Well-designed spaces contribute to children’s development and support parents in their role as facilitators of children’s learning and self-directed play. According to American architects Louis Torelli and Charles Durrett, “a well designed environment is, of course, safe for infants and toddlers but, more than that, it supports their emotional well-being, stimulates their senses, and challenges their motor skills.”
Your infant’s play area has to be age appropriate, highly functional and aesthetically appealing. The choice of layout and furniture should provide infants with various opportunities to challenge themselves through what they see, touch and feel. Such an environment allows infants to safely explore independently, to learn how to navigate, and to finally master the environment.

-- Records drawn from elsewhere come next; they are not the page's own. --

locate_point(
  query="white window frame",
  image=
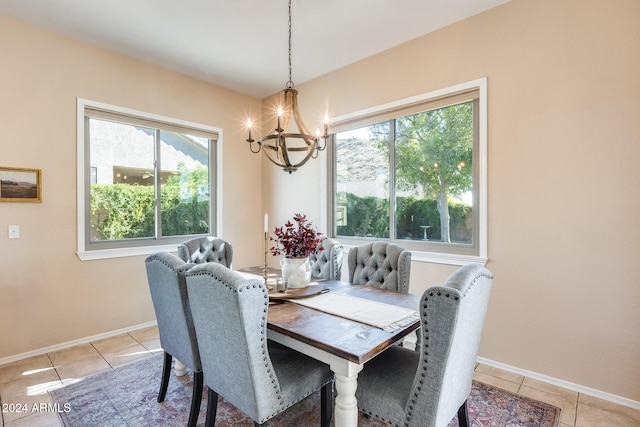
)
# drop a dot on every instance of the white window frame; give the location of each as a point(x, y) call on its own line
point(480, 187)
point(150, 246)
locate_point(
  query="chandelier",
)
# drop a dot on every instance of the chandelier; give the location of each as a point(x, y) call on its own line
point(284, 148)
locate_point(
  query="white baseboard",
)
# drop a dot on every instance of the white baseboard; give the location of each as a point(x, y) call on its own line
point(562, 383)
point(411, 340)
point(73, 343)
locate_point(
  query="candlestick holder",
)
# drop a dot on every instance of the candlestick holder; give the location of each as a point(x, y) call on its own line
point(266, 269)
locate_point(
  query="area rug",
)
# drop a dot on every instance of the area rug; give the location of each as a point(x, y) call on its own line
point(126, 396)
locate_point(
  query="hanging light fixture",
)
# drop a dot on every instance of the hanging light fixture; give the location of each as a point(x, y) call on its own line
point(285, 148)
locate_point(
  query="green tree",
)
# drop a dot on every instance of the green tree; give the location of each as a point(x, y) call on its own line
point(433, 153)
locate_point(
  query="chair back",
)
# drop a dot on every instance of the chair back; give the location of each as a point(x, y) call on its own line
point(206, 249)
point(328, 263)
point(167, 284)
point(380, 264)
point(452, 319)
point(230, 317)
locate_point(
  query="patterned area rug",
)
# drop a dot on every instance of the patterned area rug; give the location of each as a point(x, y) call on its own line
point(126, 396)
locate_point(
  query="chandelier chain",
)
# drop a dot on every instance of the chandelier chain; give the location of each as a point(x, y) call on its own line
point(290, 82)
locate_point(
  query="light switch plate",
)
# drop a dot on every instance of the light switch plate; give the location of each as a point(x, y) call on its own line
point(14, 231)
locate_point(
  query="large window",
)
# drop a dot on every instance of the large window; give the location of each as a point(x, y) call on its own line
point(144, 181)
point(414, 172)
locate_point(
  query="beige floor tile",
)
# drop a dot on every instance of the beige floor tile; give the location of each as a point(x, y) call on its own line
point(624, 412)
point(590, 416)
point(148, 338)
point(26, 406)
point(569, 395)
point(496, 382)
point(81, 367)
point(20, 369)
point(30, 385)
point(499, 373)
point(73, 354)
point(40, 419)
point(121, 349)
point(560, 400)
point(114, 343)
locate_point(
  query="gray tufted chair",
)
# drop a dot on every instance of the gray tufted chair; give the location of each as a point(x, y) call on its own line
point(380, 264)
point(168, 287)
point(426, 388)
point(328, 263)
point(206, 249)
point(259, 377)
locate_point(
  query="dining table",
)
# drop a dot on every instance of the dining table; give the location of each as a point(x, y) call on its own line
point(342, 340)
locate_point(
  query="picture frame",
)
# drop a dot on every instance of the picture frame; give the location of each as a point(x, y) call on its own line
point(20, 185)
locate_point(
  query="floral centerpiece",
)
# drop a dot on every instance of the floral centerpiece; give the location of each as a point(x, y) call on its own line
point(296, 241)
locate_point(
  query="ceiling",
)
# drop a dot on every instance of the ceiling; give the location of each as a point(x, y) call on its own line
point(242, 44)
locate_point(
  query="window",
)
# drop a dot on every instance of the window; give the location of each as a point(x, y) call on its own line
point(145, 182)
point(414, 172)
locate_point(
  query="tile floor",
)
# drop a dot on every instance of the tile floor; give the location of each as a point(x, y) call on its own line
point(24, 384)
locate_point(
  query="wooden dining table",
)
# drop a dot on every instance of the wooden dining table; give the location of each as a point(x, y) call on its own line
point(342, 343)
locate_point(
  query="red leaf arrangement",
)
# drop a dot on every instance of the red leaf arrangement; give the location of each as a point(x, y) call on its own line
point(297, 240)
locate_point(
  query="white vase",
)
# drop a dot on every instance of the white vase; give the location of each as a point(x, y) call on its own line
point(297, 271)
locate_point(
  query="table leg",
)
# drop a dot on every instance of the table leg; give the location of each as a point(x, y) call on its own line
point(181, 369)
point(346, 405)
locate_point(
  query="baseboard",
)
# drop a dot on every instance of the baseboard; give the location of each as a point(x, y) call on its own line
point(73, 343)
point(562, 383)
point(411, 340)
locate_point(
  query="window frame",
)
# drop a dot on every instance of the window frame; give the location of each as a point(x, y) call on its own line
point(146, 246)
point(421, 251)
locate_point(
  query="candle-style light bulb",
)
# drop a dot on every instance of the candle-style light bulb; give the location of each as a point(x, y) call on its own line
point(280, 113)
point(326, 124)
point(249, 126)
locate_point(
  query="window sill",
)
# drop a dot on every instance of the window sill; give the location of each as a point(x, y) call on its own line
point(124, 252)
point(450, 259)
point(437, 257)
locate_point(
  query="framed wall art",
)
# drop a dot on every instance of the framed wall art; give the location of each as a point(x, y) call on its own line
point(20, 185)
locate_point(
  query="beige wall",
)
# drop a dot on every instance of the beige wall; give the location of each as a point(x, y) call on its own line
point(563, 203)
point(564, 144)
point(47, 295)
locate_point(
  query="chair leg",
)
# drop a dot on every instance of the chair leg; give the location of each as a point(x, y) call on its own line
point(196, 398)
point(326, 404)
point(463, 415)
point(166, 371)
point(212, 408)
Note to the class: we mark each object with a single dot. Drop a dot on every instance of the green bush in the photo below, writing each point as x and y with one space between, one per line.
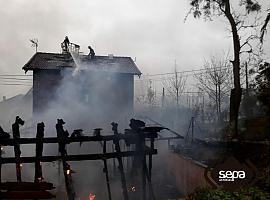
220 194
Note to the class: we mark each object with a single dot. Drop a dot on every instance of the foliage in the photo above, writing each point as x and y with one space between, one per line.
262 85
266 21
216 81
220 194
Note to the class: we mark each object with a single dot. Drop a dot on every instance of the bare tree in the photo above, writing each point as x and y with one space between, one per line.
215 81
241 22
175 85
266 21
150 94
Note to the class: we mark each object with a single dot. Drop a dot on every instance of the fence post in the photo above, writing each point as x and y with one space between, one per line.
39 150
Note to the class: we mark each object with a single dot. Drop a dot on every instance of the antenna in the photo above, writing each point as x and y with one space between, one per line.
34 42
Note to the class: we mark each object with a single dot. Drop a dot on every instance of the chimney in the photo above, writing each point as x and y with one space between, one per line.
91 53
110 56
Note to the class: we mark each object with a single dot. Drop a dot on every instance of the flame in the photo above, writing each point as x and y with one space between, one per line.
132 189
92 196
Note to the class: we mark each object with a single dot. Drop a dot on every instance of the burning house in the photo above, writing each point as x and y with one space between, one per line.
92 81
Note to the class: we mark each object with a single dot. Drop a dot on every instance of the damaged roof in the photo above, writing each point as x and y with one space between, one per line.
56 61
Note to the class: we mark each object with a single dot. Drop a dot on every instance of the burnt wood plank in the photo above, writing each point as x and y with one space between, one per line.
26 186
26 195
77 157
76 139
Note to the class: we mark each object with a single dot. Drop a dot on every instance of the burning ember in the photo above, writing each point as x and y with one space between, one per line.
92 196
132 189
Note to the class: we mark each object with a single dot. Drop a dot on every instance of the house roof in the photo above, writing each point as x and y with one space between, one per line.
56 61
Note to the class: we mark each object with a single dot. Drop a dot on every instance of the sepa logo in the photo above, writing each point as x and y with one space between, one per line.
231 175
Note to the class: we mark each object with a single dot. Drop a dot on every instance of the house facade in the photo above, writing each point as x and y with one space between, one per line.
94 82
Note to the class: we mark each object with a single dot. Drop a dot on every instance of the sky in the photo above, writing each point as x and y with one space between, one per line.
152 31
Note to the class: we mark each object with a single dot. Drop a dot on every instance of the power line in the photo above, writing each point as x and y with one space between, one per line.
14 84
188 71
7 75
17 79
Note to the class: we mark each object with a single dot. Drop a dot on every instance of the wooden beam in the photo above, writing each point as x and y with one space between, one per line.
77 157
26 195
76 139
26 186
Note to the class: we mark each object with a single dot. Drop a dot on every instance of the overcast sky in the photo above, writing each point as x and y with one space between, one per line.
153 31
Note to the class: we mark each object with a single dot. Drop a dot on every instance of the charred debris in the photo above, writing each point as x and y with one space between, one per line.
139 137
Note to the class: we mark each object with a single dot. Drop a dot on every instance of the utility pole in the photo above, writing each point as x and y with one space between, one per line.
34 43
247 90
163 97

“An environment which is appropriate and challenging is called a Landscape for Learning,” explains Charlotte.
So how do you modify your home to be infant-friendly? Parents do not have to spend too much on this. For immobile infants, a small area with a mat will suffice. For mobile infants or toddlers, define a play area like a corner in the living room or the children’s room. Parents may install some padding to cushion falls, but not to prevent low-level falls, such as when the toddler is learning to walk. Sharp corners which may hurt or cut should be removed. Outdoor play spaces such as grass in a park or a playground are also safe for exploratory play.
Parents can also encourage independent play by providing sensorial resources for learning. Resources need not be expensive toys – use recyclable materials such as empty milk bottles and household items such as baskets, scarves and spoons.
Is it possible to stop being a helicopter parent altogether?
“Equipped with new knowledge of the benefits of exploratory play for infants, parents can choose to start adopting a new mindset,” says Charlotte. “It is probably a paradigm shift but it will be well worth it.”